Clostridia is good for the development of intestinal epithelial cells and energy metabolism. Besides, Clostridia plays a role in fermenting carbohydrate into conjugated linoleic acid and/or butyrate, which is beneficial for intestinal epithelial cells proliferation and differentiation (Chen et al., 2011). Importantly, butyrate is vital for the generation of specific T lymphocytes, further strengthening the suppression of inflammation response and lowering pathogen-induced barrier–function disruption (Schippa and Conte, 2014). Therefore, intestinal microbes and their products played the crucial roles in the modulation of intestinal immune response. Intestinal microbiota is closely associated with the development of immune system. As the above that suitable macro-algae modified intestinal microbiota as prebiotics.

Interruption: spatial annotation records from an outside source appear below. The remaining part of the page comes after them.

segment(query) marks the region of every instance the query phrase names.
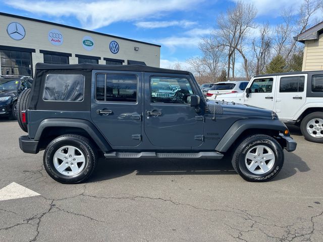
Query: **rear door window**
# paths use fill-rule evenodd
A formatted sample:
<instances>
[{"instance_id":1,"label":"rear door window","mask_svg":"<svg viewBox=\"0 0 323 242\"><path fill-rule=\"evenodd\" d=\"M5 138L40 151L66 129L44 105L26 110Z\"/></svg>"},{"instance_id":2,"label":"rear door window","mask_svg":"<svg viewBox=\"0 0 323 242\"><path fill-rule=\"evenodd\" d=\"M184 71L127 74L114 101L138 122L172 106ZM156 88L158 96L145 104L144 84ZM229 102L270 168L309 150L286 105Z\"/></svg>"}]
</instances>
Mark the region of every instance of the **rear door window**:
<instances>
[{"instance_id":1,"label":"rear door window","mask_svg":"<svg viewBox=\"0 0 323 242\"><path fill-rule=\"evenodd\" d=\"M97 101L137 102L138 77L128 74L96 75Z\"/></svg>"},{"instance_id":2,"label":"rear door window","mask_svg":"<svg viewBox=\"0 0 323 242\"><path fill-rule=\"evenodd\" d=\"M236 84L234 83L218 83L214 85L211 88L211 90L231 90L234 88Z\"/></svg>"},{"instance_id":3,"label":"rear door window","mask_svg":"<svg viewBox=\"0 0 323 242\"><path fill-rule=\"evenodd\" d=\"M323 75L313 76L312 78L312 91L323 92Z\"/></svg>"},{"instance_id":4,"label":"rear door window","mask_svg":"<svg viewBox=\"0 0 323 242\"><path fill-rule=\"evenodd\" d=\"M271 93L273 91L273 78L255 79L250 87L251 93Z\"/></svg>"},{"instance_id":5,"label":"rear door window","mask_svg":"<svg viewBox=\"0 0 323 242\"><path fill-rule=\"evenodd\" d=\"M303 92L304 76L282 77L279 85L279 92Z\"/></svg>"},{"instance_id":6,"label":"rear door window","mask_svg":"<svg viewBox=\"0 0 323 242\"><path fill-rule=\"evenodd\" d=\"M84 76L48 74L43 93L44 101L81 102L84 99Z\"/></svg>"}]
</instances>

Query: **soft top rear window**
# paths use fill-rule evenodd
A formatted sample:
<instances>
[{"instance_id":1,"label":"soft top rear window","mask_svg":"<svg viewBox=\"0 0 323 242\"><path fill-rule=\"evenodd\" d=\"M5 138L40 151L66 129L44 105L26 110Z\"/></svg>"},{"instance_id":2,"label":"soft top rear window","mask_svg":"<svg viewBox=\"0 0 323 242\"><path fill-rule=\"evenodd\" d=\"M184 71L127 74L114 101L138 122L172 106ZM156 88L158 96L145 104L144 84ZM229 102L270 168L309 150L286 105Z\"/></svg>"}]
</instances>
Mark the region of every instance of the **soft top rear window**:
<instances>
[{"instance_id":1,"label":"soft top rear window","mask_svg":"<svg viewBox=\"0 0 323 242\"><path fill-rule=\"evenodd\" d=\"M81 102L84 99L82 74L48 74L42 98L45 101Z\"/></svg>"},{"instance_id":2,"label":"soft top rear window","mask_svg":"<svg viewBox=\"0 0 323 242\"><path fill-rule=\"evenodd\" d=\"M214 85L210 90L231 90L234 88L236 84L234 83L218 83Z\"/></svg>"}]
</instances>

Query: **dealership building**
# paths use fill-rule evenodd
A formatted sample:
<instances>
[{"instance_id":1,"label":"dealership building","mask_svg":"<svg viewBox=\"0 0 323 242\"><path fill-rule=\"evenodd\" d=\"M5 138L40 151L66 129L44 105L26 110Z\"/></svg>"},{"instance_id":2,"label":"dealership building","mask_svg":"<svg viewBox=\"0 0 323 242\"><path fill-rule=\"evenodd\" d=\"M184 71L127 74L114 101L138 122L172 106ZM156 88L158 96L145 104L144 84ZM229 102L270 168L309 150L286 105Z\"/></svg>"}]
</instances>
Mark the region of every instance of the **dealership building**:
<instances>
[{"instance_id":1,"label":"dealership building","mask_svg":"<svg viewBox=\"0 0 323 242\"><path fill-rule=\"evenodd\" d=\"M0 13L0 75L33 76L37 63L159 67L160 46Z\"/></svg>"}]
</instances>

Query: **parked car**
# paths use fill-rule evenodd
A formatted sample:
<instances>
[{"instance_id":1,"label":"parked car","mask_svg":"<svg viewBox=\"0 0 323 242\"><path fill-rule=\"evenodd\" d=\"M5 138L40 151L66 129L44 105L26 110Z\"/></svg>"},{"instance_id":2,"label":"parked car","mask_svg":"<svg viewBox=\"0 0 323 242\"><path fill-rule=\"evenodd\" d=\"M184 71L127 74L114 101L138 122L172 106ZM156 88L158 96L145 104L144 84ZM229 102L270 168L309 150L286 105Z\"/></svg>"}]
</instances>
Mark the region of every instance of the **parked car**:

In this study, intestinal microbiota community compositions of shrimp fed different macro-algae were significantly different, as well as the regulation of intestinal immune responses. Macro-algaes have attracted the increasing attention in aquatic animals owing to its unknown immunostimulants and eco-friendly characteristics (Michel and Macfarlane, 1996). Kaushik et al. (2008) revealed that Nostoc commune can yield antibacterial compounds antagonized a series of bacterial species. The present results including the WSSV injection challenge test suggested that dietary GL, PH, or UP might make a difference on shrimp health by inhibiting the pathogenic bacteria, improving nutritional contribution, and enhancing immune responses. It is well known that various factors such as concentrations of macro-algae supplemented in the diet, species-specific response, and duration of feeding may affect the immune response of aquatic animals (Valente et al., 2006; Yu et al., 2016). Moreover, the mechanism that dietary macro-algaes regulated the intestinal microbiota composition and further maintained the intestinal homeostasis needs to be studied further.

Conclusion

Dietary macro-algaes especially GL, PH, or UP attenuated the oxidative damage to intestine in L. vannamei through elevating TAS, PO activities, decreasing SOD activity, MDA, and carbonyl protein contents, and correspondingly up-regulating PO and down-regulating SOD expression levels. Dietary macro-algaes supplementation improved intestinal immunity by up-regulating the expression of IκBα and down-regulating those of TGF-β, TNF-α, IL1β, IL6, and IL8. In addition, dietary macro-algaes modified intestinal microbiota of L. vannamei, symbolized by enhancing the relative abundance of the proportion of Bacteroidetes, Firmicutes, and Bacillaceae, whereas decreasing those of Gammaproteobacteria and Vibrionaceae. The results suggested that dietary suitable macro-algaes could be used as one kind of functional ingredients or acted as prebiotic-like role for preventing intestinal oxidative damage in shrimp whether under the normal rearing or the WSSV challenge conditions.

Ethics Statement

All experimental procedures were conducted in conformity with institutional guidelines for the care and use of laboratory animals in Sun Yat-sen University, Guangzhou, China, and conformed to the National Institutes of Health Guide for Care and Use of Laboratory Animals (Publication No. 85-23, revised 1985).

Author Contributions

JN, Y-JL, and L-XT designed the study. J-JX, T-YG, and S-WX carried out the rearing work. J-JX, H-HF, S-YL, Y-MZ, and JN analyzed the results and JN and J-JX wrote the manuscript with contributions from the other authors.

Conflict of Interest Statement

The authors declare that the research was conducted in the absence of any commercial or financial relationships that could be construed as a potential conflict of interest.